India’s long road to Copenhagen has taken so many twists and turns that it is now hard to figure out which direction the government is facing.
An important round of negotiations on climate change will begin in the Danish capital on Monday. The most likely result will be a political agreement rather than a legal agreement: an important first step, but far below the initial expectations that these talks would result in a comprehensive deal on how to manage a serious global problem.
India’s negotiating stance has traditionally been based on one core principle of the UN Framework Convention on Climate Change: Countries would have differentiated responsibilities to solve a common problem. In practical terms, this means that the countries that have grown rich by polluting the global atmospheric commons should bear most of the burden of cutting emissions and funding new low-carbon technologies, even if this means lower growth rates in the short run. It is ethically wrong to force the poor to sacrifice growth right now. India has one of the lowest per capita emission levels.
The government seems to have broken ranks with the rest of the developing nations by saying that it will voluntarily curb carbon emissions per unit of national output. There is immense confusion here. It is not clear what India is exactly trying to do. In a parliamentary debate on Friday, environment minister Jairam Ramesh once referred to carbon intensity and once to emissions intensity; they sound similar but the latter is a more wide-ranging parameter and includes activities such as farming that support the poor. Ramesh also slipped into a callous sort of neo-Malthusian mood when he said that India’s low per capita emissions are an “accident of history” and that India’s biggest failure has been “our inability to control population”.

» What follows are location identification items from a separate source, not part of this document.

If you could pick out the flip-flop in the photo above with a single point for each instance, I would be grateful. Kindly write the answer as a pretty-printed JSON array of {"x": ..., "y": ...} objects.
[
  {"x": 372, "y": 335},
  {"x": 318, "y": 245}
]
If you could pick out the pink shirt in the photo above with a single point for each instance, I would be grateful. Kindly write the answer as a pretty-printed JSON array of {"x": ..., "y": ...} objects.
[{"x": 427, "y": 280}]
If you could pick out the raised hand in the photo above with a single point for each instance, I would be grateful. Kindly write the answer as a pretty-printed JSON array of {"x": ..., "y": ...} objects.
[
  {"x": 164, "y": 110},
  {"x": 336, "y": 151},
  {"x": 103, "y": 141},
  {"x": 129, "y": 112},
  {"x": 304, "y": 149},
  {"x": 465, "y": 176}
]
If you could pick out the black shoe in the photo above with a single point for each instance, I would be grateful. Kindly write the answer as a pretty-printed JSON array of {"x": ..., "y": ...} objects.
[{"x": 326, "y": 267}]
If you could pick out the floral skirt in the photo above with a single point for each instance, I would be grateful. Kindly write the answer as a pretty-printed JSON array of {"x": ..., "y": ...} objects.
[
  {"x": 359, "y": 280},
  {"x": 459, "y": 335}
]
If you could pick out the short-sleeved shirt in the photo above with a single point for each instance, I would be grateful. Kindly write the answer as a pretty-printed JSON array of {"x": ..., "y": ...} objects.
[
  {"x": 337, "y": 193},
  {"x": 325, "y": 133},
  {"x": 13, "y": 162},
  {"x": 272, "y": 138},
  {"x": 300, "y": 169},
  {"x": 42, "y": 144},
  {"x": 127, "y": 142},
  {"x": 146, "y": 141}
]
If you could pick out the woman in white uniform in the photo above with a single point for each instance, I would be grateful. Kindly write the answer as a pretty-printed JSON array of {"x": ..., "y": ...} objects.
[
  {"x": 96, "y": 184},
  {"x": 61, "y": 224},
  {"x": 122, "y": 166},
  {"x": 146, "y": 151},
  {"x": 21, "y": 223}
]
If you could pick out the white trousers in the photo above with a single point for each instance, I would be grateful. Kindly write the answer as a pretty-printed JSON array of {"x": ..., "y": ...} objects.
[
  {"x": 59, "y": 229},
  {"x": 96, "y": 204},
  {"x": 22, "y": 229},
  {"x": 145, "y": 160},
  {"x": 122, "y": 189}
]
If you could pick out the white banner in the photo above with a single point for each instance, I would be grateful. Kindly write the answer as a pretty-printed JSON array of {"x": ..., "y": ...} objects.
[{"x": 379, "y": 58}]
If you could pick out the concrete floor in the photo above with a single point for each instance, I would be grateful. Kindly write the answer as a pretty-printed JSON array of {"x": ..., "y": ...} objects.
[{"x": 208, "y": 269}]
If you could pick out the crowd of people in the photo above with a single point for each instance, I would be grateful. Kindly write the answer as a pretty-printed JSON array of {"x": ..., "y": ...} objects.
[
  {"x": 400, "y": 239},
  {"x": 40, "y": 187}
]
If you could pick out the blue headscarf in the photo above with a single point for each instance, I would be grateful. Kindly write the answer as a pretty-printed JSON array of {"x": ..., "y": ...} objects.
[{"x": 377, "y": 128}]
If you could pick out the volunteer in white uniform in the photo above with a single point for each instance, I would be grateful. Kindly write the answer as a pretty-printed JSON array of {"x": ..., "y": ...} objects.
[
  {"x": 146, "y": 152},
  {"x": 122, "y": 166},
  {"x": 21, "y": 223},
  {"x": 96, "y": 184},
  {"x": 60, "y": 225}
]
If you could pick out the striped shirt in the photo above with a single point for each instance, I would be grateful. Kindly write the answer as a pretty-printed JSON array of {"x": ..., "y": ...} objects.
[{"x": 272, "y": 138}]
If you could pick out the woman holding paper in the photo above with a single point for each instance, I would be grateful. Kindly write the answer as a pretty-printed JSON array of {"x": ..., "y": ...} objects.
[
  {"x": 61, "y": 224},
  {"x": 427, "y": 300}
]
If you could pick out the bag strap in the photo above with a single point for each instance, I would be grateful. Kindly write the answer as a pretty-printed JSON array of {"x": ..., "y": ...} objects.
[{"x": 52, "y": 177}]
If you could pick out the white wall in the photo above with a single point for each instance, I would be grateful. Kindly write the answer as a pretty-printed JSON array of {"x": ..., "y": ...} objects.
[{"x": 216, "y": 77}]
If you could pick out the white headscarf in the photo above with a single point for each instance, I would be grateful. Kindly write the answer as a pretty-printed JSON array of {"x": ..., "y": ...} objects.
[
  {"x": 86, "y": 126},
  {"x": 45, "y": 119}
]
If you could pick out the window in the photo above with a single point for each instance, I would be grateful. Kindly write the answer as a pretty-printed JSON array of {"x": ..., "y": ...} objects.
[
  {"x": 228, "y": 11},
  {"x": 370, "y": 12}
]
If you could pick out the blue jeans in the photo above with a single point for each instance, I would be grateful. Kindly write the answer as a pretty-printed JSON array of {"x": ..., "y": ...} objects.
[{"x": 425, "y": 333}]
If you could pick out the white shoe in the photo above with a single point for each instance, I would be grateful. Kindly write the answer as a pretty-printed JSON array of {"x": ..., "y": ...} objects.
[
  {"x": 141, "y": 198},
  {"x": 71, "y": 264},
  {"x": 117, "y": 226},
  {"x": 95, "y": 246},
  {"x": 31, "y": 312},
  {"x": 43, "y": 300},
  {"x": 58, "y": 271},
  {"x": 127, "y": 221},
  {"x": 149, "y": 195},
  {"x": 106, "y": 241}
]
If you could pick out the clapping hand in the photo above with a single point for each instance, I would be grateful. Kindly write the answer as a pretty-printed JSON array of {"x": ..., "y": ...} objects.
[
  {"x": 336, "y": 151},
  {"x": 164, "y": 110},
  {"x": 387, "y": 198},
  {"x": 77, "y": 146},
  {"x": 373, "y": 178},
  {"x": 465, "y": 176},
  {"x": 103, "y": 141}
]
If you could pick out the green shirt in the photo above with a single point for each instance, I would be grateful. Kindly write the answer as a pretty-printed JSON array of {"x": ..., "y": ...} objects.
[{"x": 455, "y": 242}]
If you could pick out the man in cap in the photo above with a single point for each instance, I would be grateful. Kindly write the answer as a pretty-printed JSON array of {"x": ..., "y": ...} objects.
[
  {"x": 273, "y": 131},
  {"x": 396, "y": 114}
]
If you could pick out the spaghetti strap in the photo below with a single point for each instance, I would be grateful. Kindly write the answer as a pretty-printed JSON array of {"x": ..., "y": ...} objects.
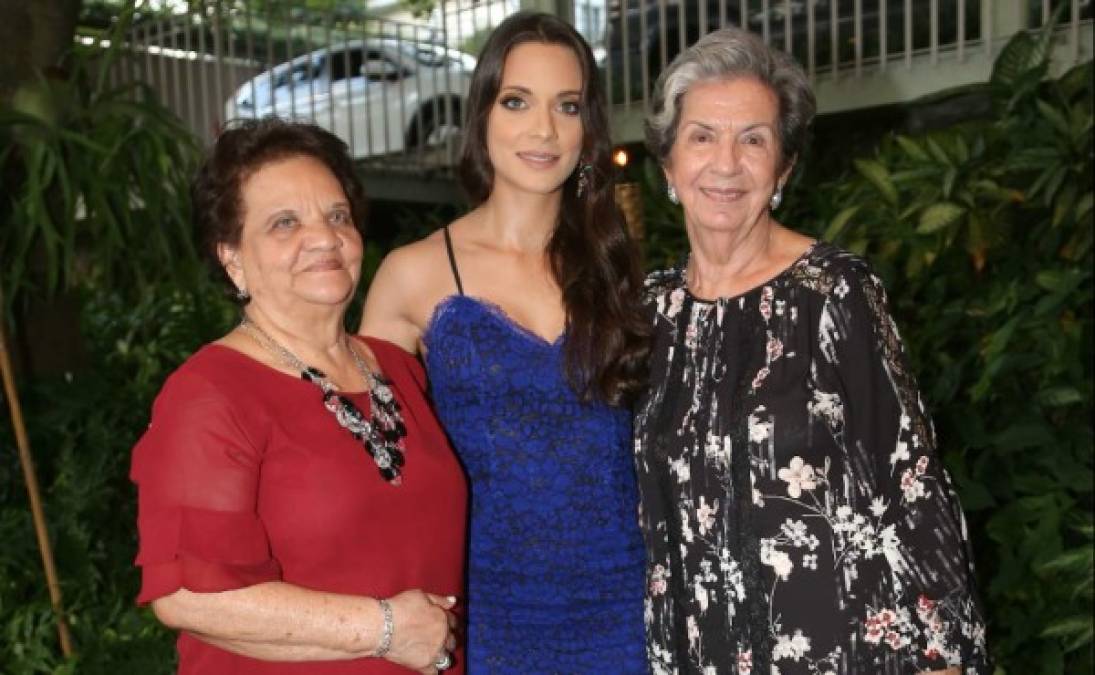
[{"x": 452, "y": 260}]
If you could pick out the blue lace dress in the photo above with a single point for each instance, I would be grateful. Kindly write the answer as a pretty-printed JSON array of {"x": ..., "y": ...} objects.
[{"x": 556, "y": 561}]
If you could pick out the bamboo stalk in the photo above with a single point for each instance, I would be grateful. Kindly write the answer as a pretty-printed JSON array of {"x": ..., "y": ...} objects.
[{"x": 32, "y": 489}]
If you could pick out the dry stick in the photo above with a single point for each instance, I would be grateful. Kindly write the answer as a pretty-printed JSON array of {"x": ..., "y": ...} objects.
[{"x": 32, "y": 490}]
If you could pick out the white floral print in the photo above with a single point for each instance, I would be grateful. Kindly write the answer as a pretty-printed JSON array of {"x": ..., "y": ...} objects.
[{"x": 857, "y": 559}]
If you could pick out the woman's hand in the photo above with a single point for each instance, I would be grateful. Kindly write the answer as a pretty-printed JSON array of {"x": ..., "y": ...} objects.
[{"x": 424, "y": 628}]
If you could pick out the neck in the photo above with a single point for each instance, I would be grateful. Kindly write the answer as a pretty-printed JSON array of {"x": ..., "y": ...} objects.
[
  {"x": 519, "y": 220},
  {"x": 314, "y": 341},
  {"x": 722, "y": 260}
]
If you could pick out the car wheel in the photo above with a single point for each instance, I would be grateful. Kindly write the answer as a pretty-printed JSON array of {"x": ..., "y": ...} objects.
[{"x": 438, "y": 123}]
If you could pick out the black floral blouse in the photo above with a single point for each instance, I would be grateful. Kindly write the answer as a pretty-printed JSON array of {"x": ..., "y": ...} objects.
[{"x": 796, "y": 514}]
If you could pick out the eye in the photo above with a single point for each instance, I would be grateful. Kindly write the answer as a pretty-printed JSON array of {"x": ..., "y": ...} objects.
[
  {"x": 569, "y": 107},
  {"x": 513, "y": 103},
  {"x": 284, "y": 222}
]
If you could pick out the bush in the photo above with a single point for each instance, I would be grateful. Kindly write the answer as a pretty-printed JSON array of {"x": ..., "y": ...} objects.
[{"x": 983, "y": 236}]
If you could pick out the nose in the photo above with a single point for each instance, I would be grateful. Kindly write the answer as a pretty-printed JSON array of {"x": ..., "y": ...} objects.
[
  {"x": 321, "y": 235},
  {"x": 726, "y": 156},
  {"x": 543, "y": 124}
]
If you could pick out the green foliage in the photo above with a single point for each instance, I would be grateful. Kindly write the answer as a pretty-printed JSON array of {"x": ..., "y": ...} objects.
[
  {"x": 82, "y": 427},
  {"x": 93, "y": 172},
  {"x": 983, "y": 235}
]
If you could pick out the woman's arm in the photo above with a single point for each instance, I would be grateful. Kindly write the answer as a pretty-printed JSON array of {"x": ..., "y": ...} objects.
[
  {"x": 279, "y": 621},
  {"x": 389, "y": 307}
]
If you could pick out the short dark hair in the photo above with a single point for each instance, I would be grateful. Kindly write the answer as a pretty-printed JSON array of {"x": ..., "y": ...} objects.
[
  {"x": 244, "y": 147},
  {"x": 592, "y": 258}
]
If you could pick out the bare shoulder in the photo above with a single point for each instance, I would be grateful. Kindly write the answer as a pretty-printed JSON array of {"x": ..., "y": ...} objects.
[{"x": 407, "y": 285}]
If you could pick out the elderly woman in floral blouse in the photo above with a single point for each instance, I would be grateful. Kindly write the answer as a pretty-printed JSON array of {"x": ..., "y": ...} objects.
[{"x": 796, "y": 514}]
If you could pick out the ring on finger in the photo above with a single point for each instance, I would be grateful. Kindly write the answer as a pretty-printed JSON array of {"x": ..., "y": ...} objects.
[{"x": 444, "y": 661}]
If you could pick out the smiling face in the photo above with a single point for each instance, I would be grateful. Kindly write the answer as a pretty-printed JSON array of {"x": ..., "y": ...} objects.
[
  {"x": 534, "y": 127},
  {"x": 726, "y": 161},
  {"x": 298, "y": 244}
]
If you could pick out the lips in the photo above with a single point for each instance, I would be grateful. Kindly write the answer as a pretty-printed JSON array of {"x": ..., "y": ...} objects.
[
  {"x": 723, "y": 194},
  {"x": 324, "y": 265},
  {"x": 539, "y": 159}
]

These can be dismissed as slips of the tongue, though such inadvertent errors are not what we expect from an intelligent and sharp-tongued politician such as Ramesh. The change in India’s basic negotiating position also seems to have the country’s climate change negotiators up in arms. What muddies the waters further is the Saturday statement by the US that suggests that the Indian government is following White House cues. The months ahead will tell us whether India has used the decision to voluntarily curb carbon intensity as a ploy to get the US to act or whether the Americans have trapped India into implicitly accepting that it, too, has a responsibility to cut emissions despite mass poverty.
Manmohan Singh and Jairam Ramesh are well within their rights to alter policy: Politicians do often take high-risk gambles. But they should explain how their climate change flip-flops meet the key goal of protecting national interest.